Gradient descent seeks to construct a scheme which updates the vector $x^{(k)}$ according to

$$ \begin{equation} x^{(k+1)} = x^{(k)} + \alpha^{(k)} d^{(k)} \nonumber \end{equation} $$

where $d^{(k)}$ is the update direction and $\alpha^{(k)}$ is the step size at the $k$-th iterate.

Note that in contrast to the methods above, the gradient descent method is non-stationary as values $d$ and $\alpha$ change at every iterate.

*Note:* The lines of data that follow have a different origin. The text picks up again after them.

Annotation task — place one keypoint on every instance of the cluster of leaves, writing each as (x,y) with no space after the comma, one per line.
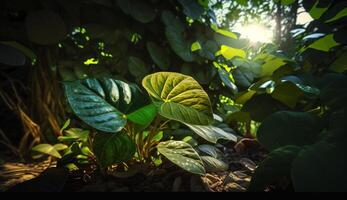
(130,124)
(308,142)
(97,46)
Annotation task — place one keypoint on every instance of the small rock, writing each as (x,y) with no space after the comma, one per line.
(196,184)
(234,187)
(249,164)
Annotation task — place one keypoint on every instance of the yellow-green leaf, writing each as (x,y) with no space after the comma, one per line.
(179,93)
(230,52)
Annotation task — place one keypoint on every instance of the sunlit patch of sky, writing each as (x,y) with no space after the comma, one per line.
(260,30)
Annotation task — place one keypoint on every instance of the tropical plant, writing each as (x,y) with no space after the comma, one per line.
(307,142)
(129,124)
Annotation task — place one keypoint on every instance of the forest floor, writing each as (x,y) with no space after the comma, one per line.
(242,159)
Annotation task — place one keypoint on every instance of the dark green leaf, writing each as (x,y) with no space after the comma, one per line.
(276,166)
(289,128)
(183,155)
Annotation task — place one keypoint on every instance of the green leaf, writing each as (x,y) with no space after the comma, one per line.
(210,151)
(181,97)
(138,9)
(111,149)
(66,125)
(75,134)
(212,134)
(261,106)
(11,56)
(183,155)
(60,147)
(224,32)
(22,49)
(158,55)
(289,128)
(321,168)
(316,12)
(270,63)
(144,116)
(226,78)
(214,165)
(230,52)
(104,103)
(287,2)
(175,31)
(324,44)
(340,64)
(290,93)
(47,149)
(51,180)
(44,27)
(243,78)
(341,14)
(196,46)
(277,165)
(192,8)
(137,67)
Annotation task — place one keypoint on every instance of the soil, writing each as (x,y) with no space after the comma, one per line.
(242,160)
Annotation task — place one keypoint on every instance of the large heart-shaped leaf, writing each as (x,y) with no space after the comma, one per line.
(113,149)
(289,128)
(105,103)
(183,155)
(180,97)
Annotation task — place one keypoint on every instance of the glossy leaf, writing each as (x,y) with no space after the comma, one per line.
(111,149)
(327,168)
(226,79)
(48,149)
(183,114)
(175,35)
(289,128)
(183,155)
(230,52)
(181,97)
(212,134)
(137,67)
(104,103)
(144,116)
(324,44)
(210,151)
(340,64)
(214,165)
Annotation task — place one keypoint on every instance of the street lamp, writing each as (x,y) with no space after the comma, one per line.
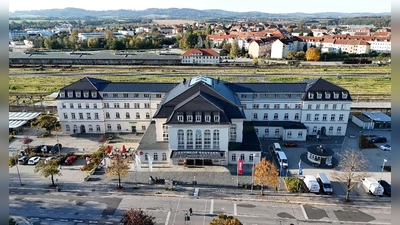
(383,166)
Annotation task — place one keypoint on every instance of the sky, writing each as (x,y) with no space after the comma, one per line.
(268,6)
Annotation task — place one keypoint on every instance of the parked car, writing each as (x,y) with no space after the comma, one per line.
(386,147)
(34,160)
(387,188)
(49,159)
(23,160)
(70,160)
(291,144)
(378,139)
(56,148)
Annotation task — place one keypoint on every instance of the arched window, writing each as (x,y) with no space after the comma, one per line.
(233,157)
(207,139)
(300,134)
(216,139)
(181,139)
(189,142)
(199,139)
(330,130)
(155,157)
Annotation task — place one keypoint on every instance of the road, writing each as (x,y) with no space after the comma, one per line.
(44,207)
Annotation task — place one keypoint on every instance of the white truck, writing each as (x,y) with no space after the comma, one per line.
(372,186)
(311,183)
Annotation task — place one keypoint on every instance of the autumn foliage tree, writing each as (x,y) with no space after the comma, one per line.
(265,174)
(352,168)
(223,219)
(313,54)
(137,217)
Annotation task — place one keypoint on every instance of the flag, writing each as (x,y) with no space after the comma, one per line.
(240,166)
(150,163)
(300,169)
(137,162)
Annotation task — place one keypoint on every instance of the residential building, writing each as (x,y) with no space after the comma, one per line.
(204,120)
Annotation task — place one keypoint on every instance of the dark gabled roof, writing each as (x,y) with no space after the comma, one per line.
(250,141)
(86,84)
(138,87)
(266,87)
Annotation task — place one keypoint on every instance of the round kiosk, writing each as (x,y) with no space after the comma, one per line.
(320,155)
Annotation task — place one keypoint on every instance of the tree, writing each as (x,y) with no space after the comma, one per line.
(118,167)
(265,173)
(313,54)
(223,219)
(49,169)
(234,49)
(137,217)
(45,121)
(352,167)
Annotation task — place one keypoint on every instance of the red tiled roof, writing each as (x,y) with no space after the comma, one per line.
(202,51)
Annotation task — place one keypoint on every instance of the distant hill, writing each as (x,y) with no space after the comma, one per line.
(176,13)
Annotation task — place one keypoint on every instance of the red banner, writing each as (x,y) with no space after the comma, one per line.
(240,166)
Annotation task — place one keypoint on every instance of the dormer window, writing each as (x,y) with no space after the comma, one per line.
(198,116)
(335,95)
(327,95)
(180,117)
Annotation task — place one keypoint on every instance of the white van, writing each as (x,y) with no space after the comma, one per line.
(372,186)
(325,183)
(311,183)
(276,147)
(282,159)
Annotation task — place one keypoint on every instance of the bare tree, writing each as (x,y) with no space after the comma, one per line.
(265,173)
(352,168)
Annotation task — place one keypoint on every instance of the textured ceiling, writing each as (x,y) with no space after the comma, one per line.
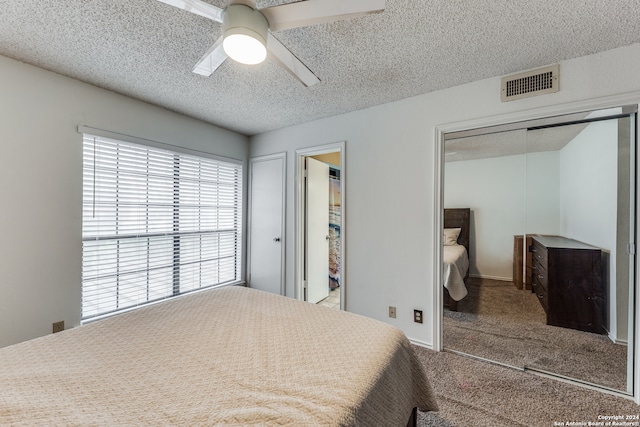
(146,49)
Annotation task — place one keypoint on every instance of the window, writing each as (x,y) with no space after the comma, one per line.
(155,224)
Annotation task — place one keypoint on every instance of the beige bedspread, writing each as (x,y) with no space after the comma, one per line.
(456,264)
(232,357)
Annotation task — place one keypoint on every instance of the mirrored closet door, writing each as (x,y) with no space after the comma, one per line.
(550,280)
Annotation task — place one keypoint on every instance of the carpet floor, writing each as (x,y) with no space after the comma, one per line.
(480,394)
(498,322)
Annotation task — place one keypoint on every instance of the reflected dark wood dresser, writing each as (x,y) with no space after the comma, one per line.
(567,279)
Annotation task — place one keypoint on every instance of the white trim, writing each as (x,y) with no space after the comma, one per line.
(421,343)
(150,143)
(499,278)
(538,113)
(299,221)
(283,226)
(438,202)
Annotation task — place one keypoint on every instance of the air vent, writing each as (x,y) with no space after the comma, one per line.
(531,83)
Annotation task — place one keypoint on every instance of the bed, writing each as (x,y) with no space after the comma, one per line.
(455,255)
(232,356)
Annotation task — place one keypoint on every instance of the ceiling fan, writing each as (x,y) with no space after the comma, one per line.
(246,31)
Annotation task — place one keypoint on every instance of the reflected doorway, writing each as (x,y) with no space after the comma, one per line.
(551,282)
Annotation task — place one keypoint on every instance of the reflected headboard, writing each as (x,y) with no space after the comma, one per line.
(459,218)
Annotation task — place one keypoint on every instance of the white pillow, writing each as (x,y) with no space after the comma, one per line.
(451,236)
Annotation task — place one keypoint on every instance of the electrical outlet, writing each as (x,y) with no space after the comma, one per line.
(58,326)
(417,316)
(392,312)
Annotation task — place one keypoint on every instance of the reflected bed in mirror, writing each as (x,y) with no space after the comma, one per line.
(572,178)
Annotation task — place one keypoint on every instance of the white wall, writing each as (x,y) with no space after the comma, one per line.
(505,201)
(389,174)
(41,175)
(494,190)
(589,197)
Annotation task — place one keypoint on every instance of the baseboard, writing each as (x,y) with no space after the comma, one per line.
(484,276)
(421,343)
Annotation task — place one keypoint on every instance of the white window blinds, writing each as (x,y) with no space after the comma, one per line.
(155,224)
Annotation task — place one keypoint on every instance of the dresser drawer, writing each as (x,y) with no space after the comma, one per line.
(538,256)
(540,278)
(541,293)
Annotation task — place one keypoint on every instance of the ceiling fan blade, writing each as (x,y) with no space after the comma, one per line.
(311,12)
(289,62)
(198,7)
(211,60)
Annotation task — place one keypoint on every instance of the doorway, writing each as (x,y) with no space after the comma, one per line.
(320,225)
(553,208)
(266,239)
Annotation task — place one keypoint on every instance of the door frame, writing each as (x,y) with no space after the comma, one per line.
(283,229)
(301,154)
(438,182)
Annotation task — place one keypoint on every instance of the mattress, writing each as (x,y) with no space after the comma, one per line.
(455,265)
(232,356)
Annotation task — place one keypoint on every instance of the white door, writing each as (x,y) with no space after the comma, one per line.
(266,223)
(317,230)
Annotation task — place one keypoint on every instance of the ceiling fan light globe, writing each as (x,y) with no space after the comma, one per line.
(245,34)
(244,49)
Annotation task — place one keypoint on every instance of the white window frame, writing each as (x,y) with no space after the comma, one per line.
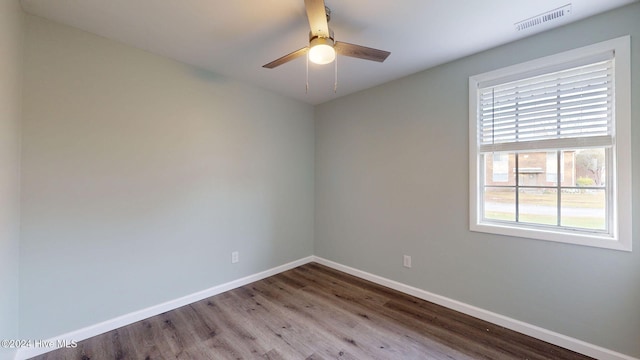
(620,234)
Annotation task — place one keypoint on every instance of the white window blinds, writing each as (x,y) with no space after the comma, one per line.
(566,107)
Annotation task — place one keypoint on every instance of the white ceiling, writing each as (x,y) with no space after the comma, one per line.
(234,38)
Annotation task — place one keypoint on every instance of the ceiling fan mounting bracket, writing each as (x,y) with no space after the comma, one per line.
(322,47)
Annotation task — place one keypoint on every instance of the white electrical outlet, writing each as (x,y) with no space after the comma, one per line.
(407,261)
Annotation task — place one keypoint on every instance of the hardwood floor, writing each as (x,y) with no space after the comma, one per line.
(312,312)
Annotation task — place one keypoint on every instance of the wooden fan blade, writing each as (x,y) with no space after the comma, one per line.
(285,59)
(361,52)
(317,18)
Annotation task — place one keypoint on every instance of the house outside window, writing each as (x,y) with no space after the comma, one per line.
(550,148)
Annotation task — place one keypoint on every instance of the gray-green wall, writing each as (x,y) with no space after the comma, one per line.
(11,35)
(141,175)
(392,178)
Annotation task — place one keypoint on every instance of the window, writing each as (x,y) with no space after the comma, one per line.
(550,148)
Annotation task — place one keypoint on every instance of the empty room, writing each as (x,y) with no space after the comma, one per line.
(309,179)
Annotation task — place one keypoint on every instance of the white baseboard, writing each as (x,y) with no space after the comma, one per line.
(537,332)
(516,325)
(120,321)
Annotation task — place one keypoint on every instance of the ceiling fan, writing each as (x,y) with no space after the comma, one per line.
(322,48)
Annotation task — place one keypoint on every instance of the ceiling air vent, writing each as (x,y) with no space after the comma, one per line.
(544,18)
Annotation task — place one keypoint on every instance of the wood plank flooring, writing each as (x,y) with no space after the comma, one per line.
(312,312)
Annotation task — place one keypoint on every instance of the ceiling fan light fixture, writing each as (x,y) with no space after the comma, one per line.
(321,51)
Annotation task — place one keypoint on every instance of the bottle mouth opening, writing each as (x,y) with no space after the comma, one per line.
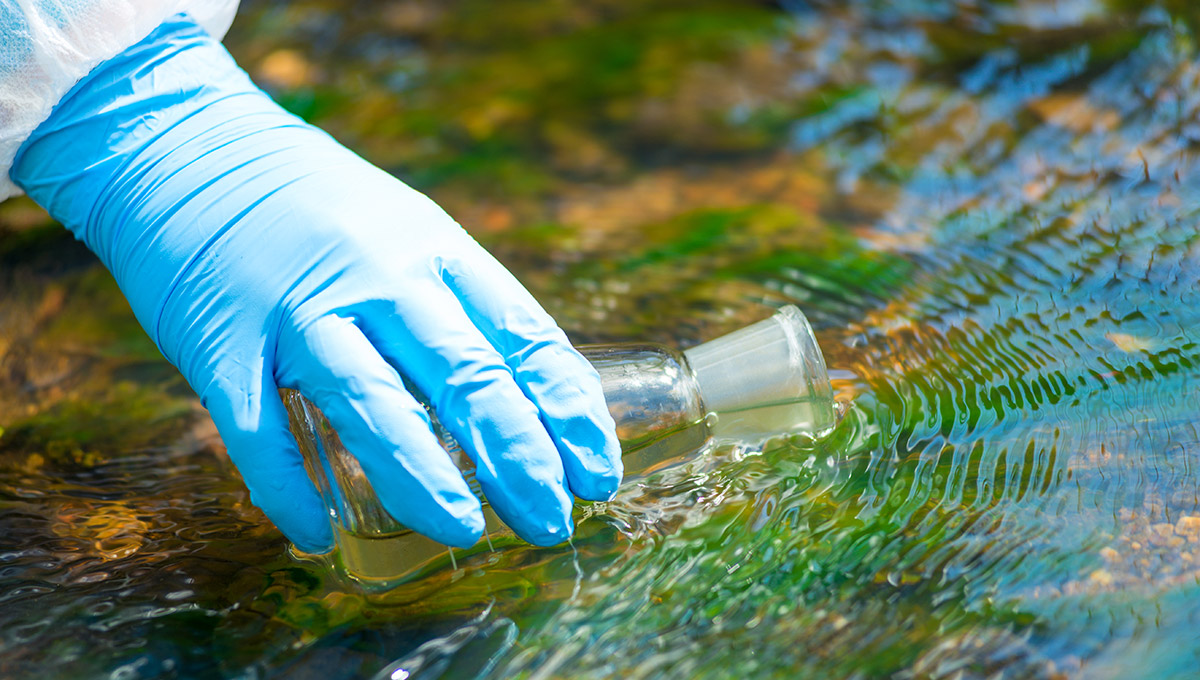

The idea is to let the search direction be the gradient of the function $\Phi$

$$ \begin{align*} d^{(k)} & = -\nabla \Phi \left( x^{(k)} \right) \newline & = - \left( A x^{(k)} - b \right) \newline & = b - A x^{(k)} \newline & = r^{(k)} \end{align*} $$

The ideal step size is found by differentiating $\Phi$ with respect to $\alpha$ and setting this to zero, so that

$$ \begin{equation} \alpha^{(k)} = \dfrac{ r^{(k)} \cdot r^{(k)} }{ r^{(k)} \cdot A r^{(k)} } \nonumber \end{equation} $$
Theorem:

If $A$ is symmetric and positive definite, then the gradient method method is convergent for any $x^{(0)}$ and

$$ \begin{equation} \left\Vert e^{(k+1)} \right\Vert_A \le \dfrac{K(A)-1}{K(A)+1} \left\Vert e^{(k)} \right\Vert_A.\nonumber \end{equation} $$

Conjugate Gradient

Definition: Conjugate Vectors
If $A$ is symmetric and positive definite, let the vectors $u$ and $v$ be $\mathbf{A}$-orthogonal or conjugate if $u \cdot Av=0$.
Lemma:

Choosing $p^{(k+1)}$ such that

$$ \begin{equation} p^{(k+1)} \cdot A p^{(j)} = 0 \nonumber \end{equation} $$

for $j=0, \ldots, k$ leads to

$$ \begin{equation} p^{(j)} \cdot r^{(k+1)} = 0.\nonumber \end{equation} $$
Lemma:

Setting

$$ \begin{equation} \beta^{(k)} = \dfrac{r^{(k+1)} \cdot A p^{(k)} }{ p^{(k)} \cdot A p^{(k)} } \nonumber \end{equation} $$

and

$$ \begin{equation} p^{(k+1)} = r^{(k+1)} - \beta^{(k)} p^{(k)} \nonumber \end{equation} $$

then, for $j=0, \ldots, k,$ yields

$$ \begin{equation} p^{(k+1)} \cdot A p^{(j)} = 0.\nonumber \end{equation} $$
Theorem:
If $A \in \mathbb{R}^{n \times n}$ is a symmetric and positive definite matrix, and $b \in \mathbb{R}^{n}$, then the conjugate gradient method yields the exact solution of $Ax=b$ after $n$ steps.